I cannot emphasize enough the crucial relationship between physical wellness and intellectual capacity.  If you dislike the standard fare offered at school, consider a home workout program such as Power 90 or others offered through Beachbody.  Make sure you pay close attention to diet as well as exercise.  Studies show that physical wellness reduces depression, mitigates stress, enhances mental focus, and offers a host of other psychological benefits that you will need to stay sharp in school and in work.  If this means taking a lighter course load in school so you have time to take care of your body, take a lighter course load.

8. Submit applications to multiple programs.
Regardless of your initial preference, rely on Murphy's Law: "Whatever can go wrong will go wrong at the worst possible time."  Make sure you have a series of fallback plans should your baseline plan fail.  For instance, if you have your heart set on the "Learn and Earn Early College High School" program, make sure you can fall back to any of the other high school programs described earlier, including NCSSM as a last resort.

9. Create a sample schedule for the next several years.
If, for instance, you decide you want to become a mechanical engineer, select a potential path toward that goal and draft a plan to get there.  Create a spreadsheet in a program like Microsoft Excel® listing all the courses you plan to take, the sequence and dates you plan to take them, where you plan to take them, and the costs of each.  Include desirable options such as cooperative education internships.  To do this exercise will make clear to you the kinds of long range integrated thinking you must do to succeed.  As time progresses, you will gain clarity about what path to take and you will already know how to take it.  Through your own solid reasoning you will discover, in the closing words of John Galt in Atlas Shrugged, "The road is cleared.  We are going [into] the world."

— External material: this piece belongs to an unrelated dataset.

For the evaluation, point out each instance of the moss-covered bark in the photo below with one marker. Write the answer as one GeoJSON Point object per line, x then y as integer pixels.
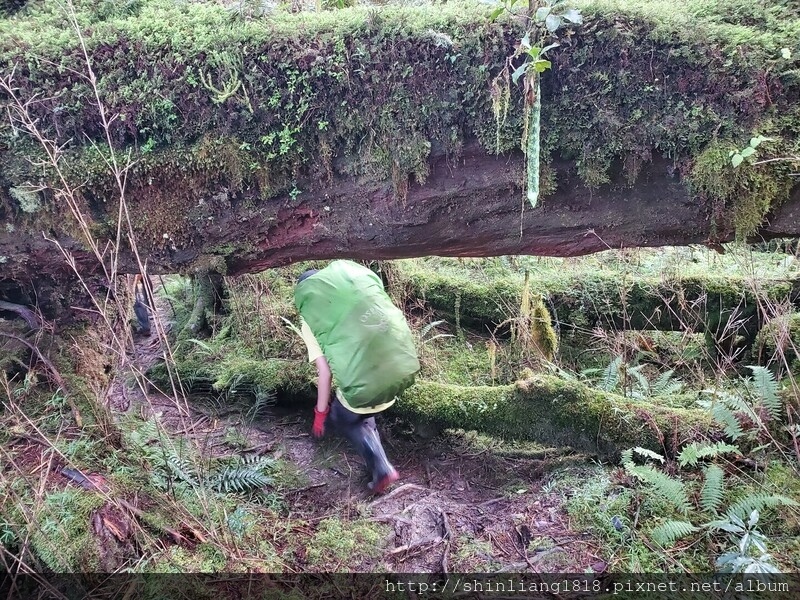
{"type": "Point", "coordinates": [243, 134]}
{"type": "Point", "coordinates": [549, 410]}
{"type": "Point", "coordinates": [722, 307]}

10. Discover and integrate objective measures of competence into your plan.
If you chose mechanical engineering as a career, for example, you would discover that the Professional Engineer (PE) license represents the gold standard for measuring competence.  This requires passing the Fundamentals of Engineering (FE) examination, working several years as an Engineer-in-Training (EIT), and then taking the PE examination.  Obtaining the reference materials for these critical milestones before even embarking on your college career can help you to focus on exactly what matters most over time and stay fresh for your upcoming examinations.  See the Web site for Professional Publications for more information and consider ordering used copies of the needed texts from Amazon at considerable savings.

Conclusion

I sincerely hope that anyone considering NCSSM today takes a close and careful look at his own values and long range vision and verifies that NCSSM represents the least onerous path to achieving them.  The NCSSM motto, "Accept the Greater Challenge," can both charm and mislead the naïve.  By contrast, its Objectivist counterpart, "Pursue the Greater Benefit," keeps the rational producer grounded and focused on what matters most.  Certainly if I found myself in eighth grade today I would look more closely at the other options described in this article while keeping NCSSM in my hip pocket as a last resort if and when Murphy's Law reared its ugly head.  The proliferation of new educational opportunities along with distance learning and other options, in my opinion, calls into question whether NCSSM has grown obsolete as a concept.  Only time will tell.  For now, if reason has shown it as your best possible option in the face of all other options, then by all means take full advantage of it.